Há ainda relatos de abusos. Uma mulher que não quis se identificar teve a casa invadida pelos policiais de madrugada. A porta foi arrombada e todos os moradores, incluindo crianças e idosos, foram forçados a sair. Havia um mandado de prisão em aberto, mas o alvo estava na casa ao lado. Apesar dos danos sofridos, a mulher não denunciou o caso por medo.

“Chegou pouca reclamação de algum excesso e as que chegaram foram apuradas”, afirma, de outro lado, o coronel Nivaldo. Ele ainda destaca que os diversos canais de ouvidoria municipal, estadual e federal foram integrados com o programa, facilitando as denúncias.

O policial destaca que a criminalidade em São José dos Pinhais decorre sobretudo do uso e tráfico de drogas. “Não temos características de atuação de milícias e, apesar de o Paraná não ser uma ilha, os crimes em geral não possuem ligação com organizações criminosas.”

 

Características da cidade trazem outros desafios.
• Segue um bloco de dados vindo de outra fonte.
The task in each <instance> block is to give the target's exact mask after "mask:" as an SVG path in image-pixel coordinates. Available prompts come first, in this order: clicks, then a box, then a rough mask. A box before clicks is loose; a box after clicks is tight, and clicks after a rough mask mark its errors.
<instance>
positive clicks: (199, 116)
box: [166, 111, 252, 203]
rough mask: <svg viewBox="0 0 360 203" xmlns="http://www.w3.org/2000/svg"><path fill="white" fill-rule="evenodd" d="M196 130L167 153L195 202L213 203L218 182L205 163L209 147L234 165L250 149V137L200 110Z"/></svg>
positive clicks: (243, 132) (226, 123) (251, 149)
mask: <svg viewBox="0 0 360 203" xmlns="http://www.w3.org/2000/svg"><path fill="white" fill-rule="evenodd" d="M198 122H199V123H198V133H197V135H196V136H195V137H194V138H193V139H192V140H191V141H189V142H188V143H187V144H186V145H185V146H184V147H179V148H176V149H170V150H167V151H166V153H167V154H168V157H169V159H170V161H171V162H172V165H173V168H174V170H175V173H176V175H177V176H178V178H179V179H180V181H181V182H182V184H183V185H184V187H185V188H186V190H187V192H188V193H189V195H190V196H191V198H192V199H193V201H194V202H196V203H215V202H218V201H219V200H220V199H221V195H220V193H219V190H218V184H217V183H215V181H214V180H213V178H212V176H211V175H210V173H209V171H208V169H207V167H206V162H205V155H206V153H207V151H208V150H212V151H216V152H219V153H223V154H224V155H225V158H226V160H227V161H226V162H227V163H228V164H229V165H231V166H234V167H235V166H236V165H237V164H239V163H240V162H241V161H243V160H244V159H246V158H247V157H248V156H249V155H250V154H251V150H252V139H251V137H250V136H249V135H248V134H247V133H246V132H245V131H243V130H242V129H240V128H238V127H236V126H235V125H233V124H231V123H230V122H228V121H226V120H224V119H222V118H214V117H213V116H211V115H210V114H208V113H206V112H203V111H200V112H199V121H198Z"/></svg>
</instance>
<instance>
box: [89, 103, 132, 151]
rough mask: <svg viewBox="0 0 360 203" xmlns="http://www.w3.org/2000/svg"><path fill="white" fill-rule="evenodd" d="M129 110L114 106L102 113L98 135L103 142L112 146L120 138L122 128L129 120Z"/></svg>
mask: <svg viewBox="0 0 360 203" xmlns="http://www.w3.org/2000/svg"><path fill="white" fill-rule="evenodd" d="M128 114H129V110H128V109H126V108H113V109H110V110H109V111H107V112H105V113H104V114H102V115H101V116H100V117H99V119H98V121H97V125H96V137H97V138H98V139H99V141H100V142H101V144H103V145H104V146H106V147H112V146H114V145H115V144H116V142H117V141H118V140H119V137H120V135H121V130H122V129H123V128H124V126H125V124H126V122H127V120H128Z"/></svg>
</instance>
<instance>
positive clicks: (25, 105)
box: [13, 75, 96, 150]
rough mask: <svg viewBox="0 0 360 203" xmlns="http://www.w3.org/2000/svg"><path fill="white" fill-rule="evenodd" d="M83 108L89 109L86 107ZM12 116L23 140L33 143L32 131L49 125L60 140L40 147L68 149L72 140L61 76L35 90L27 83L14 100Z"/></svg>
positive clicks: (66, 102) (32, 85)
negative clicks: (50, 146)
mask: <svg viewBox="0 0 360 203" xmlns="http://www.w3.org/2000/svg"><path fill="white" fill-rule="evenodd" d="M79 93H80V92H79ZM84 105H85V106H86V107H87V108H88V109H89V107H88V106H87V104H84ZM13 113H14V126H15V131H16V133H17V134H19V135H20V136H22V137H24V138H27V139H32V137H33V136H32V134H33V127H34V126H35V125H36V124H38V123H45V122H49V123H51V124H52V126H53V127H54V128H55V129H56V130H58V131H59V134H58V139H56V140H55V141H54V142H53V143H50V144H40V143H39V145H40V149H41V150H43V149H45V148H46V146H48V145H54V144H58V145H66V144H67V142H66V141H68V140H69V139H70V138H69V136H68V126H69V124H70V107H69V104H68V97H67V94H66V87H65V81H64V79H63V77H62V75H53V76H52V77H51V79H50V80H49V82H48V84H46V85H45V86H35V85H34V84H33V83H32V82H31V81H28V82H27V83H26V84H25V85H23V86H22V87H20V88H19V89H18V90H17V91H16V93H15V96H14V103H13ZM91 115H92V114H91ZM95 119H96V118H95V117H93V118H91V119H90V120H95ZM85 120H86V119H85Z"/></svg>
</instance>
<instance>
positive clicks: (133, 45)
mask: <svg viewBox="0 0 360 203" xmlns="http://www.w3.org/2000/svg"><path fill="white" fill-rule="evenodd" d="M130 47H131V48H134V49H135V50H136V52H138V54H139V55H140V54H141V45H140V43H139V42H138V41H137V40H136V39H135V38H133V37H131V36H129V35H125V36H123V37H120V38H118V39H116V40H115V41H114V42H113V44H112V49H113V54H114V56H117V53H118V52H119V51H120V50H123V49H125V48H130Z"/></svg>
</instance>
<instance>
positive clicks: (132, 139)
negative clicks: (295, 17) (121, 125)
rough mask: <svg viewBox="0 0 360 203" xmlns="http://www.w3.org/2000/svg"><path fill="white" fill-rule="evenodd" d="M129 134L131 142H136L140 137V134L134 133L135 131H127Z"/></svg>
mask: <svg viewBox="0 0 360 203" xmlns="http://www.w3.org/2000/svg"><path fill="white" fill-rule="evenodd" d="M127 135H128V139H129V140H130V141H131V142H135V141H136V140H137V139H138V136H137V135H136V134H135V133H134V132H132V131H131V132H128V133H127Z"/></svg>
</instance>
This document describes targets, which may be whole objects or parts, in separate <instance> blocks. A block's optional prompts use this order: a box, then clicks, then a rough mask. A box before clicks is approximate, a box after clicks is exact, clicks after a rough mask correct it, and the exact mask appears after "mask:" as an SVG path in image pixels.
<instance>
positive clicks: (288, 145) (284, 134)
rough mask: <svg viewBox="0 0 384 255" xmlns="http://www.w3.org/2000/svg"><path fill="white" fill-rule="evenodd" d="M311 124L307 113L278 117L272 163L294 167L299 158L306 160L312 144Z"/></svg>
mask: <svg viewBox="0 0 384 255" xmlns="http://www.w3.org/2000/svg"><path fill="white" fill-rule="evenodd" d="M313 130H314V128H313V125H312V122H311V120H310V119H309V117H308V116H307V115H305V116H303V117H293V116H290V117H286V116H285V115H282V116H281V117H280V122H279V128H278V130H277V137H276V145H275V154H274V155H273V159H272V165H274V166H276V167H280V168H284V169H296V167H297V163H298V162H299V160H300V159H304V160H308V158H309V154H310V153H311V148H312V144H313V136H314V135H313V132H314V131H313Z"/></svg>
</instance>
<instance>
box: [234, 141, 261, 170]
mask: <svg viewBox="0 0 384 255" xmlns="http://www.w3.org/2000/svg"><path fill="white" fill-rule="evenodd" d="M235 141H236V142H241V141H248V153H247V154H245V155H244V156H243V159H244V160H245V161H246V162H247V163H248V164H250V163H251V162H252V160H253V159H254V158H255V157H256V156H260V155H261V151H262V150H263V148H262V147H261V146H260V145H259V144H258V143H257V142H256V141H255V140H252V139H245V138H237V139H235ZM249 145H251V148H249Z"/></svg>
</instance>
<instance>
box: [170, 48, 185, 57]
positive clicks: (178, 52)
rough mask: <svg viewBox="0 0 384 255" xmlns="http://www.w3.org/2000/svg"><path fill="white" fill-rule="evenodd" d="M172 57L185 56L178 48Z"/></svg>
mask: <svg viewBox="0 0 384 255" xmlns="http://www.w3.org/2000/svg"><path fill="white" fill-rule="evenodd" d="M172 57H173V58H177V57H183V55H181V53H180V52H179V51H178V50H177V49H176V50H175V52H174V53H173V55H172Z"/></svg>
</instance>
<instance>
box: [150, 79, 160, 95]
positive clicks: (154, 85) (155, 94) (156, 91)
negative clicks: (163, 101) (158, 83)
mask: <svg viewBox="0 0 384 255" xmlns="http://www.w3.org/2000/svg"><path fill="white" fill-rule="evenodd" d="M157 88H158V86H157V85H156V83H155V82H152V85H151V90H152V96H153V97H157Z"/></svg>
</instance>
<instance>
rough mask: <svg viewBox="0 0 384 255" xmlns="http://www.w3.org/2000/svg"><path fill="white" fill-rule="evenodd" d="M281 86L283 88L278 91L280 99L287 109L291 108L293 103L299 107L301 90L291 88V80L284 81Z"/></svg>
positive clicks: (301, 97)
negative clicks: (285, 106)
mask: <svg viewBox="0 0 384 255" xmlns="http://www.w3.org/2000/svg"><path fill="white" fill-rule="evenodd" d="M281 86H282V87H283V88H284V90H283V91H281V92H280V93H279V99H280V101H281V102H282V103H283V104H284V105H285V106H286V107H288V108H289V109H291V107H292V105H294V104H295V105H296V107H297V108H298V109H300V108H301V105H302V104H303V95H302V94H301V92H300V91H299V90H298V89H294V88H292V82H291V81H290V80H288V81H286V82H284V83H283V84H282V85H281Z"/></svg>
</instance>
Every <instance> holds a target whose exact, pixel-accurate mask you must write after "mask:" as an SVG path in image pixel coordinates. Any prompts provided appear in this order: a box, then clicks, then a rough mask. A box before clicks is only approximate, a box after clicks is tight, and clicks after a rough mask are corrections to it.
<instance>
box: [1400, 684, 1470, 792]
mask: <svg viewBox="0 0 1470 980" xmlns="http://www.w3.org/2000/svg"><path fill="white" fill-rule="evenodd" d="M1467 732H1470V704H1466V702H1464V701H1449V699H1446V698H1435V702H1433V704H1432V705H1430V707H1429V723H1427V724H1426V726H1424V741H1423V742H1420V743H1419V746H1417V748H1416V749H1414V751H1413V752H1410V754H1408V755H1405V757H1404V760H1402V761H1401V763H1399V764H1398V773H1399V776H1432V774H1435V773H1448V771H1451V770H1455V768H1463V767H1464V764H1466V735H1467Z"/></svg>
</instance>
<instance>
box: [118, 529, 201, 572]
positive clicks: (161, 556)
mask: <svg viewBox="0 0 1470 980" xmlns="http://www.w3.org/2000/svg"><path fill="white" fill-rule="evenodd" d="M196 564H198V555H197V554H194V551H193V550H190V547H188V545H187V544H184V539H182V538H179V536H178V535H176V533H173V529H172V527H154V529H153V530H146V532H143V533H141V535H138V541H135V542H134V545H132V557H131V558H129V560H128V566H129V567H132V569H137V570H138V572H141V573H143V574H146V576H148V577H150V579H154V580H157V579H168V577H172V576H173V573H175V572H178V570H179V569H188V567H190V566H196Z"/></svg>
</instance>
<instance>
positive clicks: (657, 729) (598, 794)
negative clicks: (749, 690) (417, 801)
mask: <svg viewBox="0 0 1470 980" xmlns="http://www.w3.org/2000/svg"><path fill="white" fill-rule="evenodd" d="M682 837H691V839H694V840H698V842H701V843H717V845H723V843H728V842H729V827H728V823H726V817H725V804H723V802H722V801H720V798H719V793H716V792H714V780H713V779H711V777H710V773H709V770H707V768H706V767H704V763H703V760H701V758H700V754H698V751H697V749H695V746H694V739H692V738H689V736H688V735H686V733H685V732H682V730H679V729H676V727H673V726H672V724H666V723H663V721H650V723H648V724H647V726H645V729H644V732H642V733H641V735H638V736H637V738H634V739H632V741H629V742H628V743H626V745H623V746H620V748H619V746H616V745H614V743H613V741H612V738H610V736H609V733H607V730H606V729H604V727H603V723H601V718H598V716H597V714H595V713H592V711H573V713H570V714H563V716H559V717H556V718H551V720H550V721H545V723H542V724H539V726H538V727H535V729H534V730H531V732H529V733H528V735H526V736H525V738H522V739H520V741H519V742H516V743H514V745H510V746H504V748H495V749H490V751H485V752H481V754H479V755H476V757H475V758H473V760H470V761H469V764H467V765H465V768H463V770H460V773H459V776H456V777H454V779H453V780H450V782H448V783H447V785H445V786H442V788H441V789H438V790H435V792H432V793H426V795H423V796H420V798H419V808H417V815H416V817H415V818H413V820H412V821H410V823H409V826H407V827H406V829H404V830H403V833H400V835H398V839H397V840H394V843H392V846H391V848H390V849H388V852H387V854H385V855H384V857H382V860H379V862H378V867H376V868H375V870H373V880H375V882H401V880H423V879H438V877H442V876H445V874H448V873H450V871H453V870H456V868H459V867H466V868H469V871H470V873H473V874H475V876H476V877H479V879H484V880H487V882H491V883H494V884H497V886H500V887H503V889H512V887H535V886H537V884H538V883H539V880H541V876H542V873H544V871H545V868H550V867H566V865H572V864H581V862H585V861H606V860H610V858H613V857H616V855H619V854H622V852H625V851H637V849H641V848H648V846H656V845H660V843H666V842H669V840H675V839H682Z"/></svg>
Com 323.340 habitantes, o município possui território extenso de quase 1.000 km²: faz divisa com a capital Curitiba e se estende até quase o litoral paranaense, a dezenas de quilômetros de distância. Também abriga o principal aeroporto do estado e muitas rodovias que servem de roteiro para o tráfico.

O delegado da Polícia Civil da cidade, Michel Teixeira de Carvalho, admite também que alguns tipos de crimes fogem da atuação policial ostensiva do Em Frente, Brasil.

Um deles ocorreu na cidade no dia 20 de janeiro, quando foi encontrado o corpo da jovem Layane Aparecida da Silva, 19. Ela estava seminua e com sinais de violência. O principal suspeito do crime alegou legítima defesa. Ele afirmou que convidou a jovem para beber e usar drogas e que ela teria entrado em estado de alucinação e começado a agredi-lo.

“Existem algumas espécies de morte que independem efetivamente de uma atuação policial ostensiva, como situação entre conhecidos e até entre marido e mulher”, justifica Carvalho.

Luana, do Afonso Pena, acredita que esse tipo de delito só vai ser combatido com ações na área social, que serão alvo da segunda fase do programa. “As meninas ainda relatam medo de sair nas ruas pelos bairros e até crises de pânico por causa da violência”, afirma.

A segunda etapa do Em Frente, Brasil ainda está em fase de estudos e planejamento e tem previsão de ações na área social, como na profissionalização de jovens, a partir de março. O governo federal ainda não apresentou detalhamento das medidas. 

 
Erramos: o texto foi alterado

Diferentemente do afirmado, a extensão do município de São José dos Pinhais (PR) é de 1.000 km², não 1 milhão de m². O texto foi corrigido.